La tradizione della banda costituisce ad Arsoli una realtà significativa per motivi storici e per la specificità di questa esperienza. La vita musicale di Arsoli è stata connotata negli ultimi due secoli dalla presenza di una o più bande musicali cittadine che hanno svolto una funzione socio-culturale importantissima e, in particolare, una diffusa opera di alfabetizzazione musicale.
Se la Banda Musicale è stato un fenomeno sociale di Arsoli, le vicende che la riguardano non possono che intrecciarsi con quelle della Famiglia Massimo che della storia locale è protagonista da secoli. Si deve proprio ai Massimo la nascita, oltre due secoli fa, del primo organico strumentale, tanto che del complesso si hanno notizie già nel 1789 in occasione del passaggio in questo territorio di Pio VI in visita a Subiaco.

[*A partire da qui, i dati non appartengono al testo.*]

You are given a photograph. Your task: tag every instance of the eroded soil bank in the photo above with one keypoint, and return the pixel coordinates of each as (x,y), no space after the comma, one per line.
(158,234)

Nella pubblicazione di Giuseppe Marocco “Monumenti dello Stato pontificio” del 1836 si cita l’esistenza della banda musicale e la grande passione degli arsolani per la musica, mentre un altro documento del 23 gennaio 1882 comunica al popolo di Arsoli la decisione del Principe Camillo Massimo di sciogliere la banda “per l’abbastanza nota rilassatezza del concerto musicale”. Decisione meramente temporanea, poiché lo stesso Principe, dopo averne rinnovato e ricompattato l’organico, la fece esibire con la nuova divisa di colore rosso scarlatto a Roma il 16 marzo 1883, in occasione del terzo centenario del miracolo operato da San Filippo Neri nei confronti di Paolo Massimo.
Al mantenimento del complesso bandistico ha provveduto sempre la stessa Famiglia con la dotazione degli strumenti, delle divise e assicurando lo stipendio ai maestri tra cui, ultimo in ordine di tempo, fu il valente Angelo Pecchia, discepolo del famoso Alessandro Vessella.
Anche gli accesi conflitti dei primi decenni del 1900 per la conquista del potere politico influenzarono il fenomeno bandistico, tanto che nel 1911 si registra ad Arsoli la presenza di due bande, quella mantenuta dai Massimo che sosteneva la fazione dei “neri”, e quella organizzata dalla famiglia De Angelis e da altri notabili locali che parteggiava per i “bianchi”.
La banda sostenuta dai Massimo continuò comunque a vivere, pur tra alterne vicende, fino alla Prima Guerra Mondiale che ne portò via gli elementi più validi.
Fu questo un fenomeno che andò ben oltre il semplice mecenatismo se si pensa che i contadini, gli operai e gli artigiani che costituivano la stragrande maggioranza dei bandisti, insieme all’alfabetizzazione musicale, ricevettero una più ampia istruzione, così da far annoverare l’attività bandistica tra quelle messe in atto nei secoli dai Massimo per l’elevazione culturale della popolazione.
Notevoli sono le testimonianze del connubio “storico” tra la banda cittadina e i Principi Massimo: dalle partiture datate alle foto d’epoca, dai reperti documentali agli strumenti musicali ultracentenari ancora visibili nel corridoio dell’armeria vecchia del Castello e, in parte, esposti in questo Museo grazie alla concessione della Famiglia.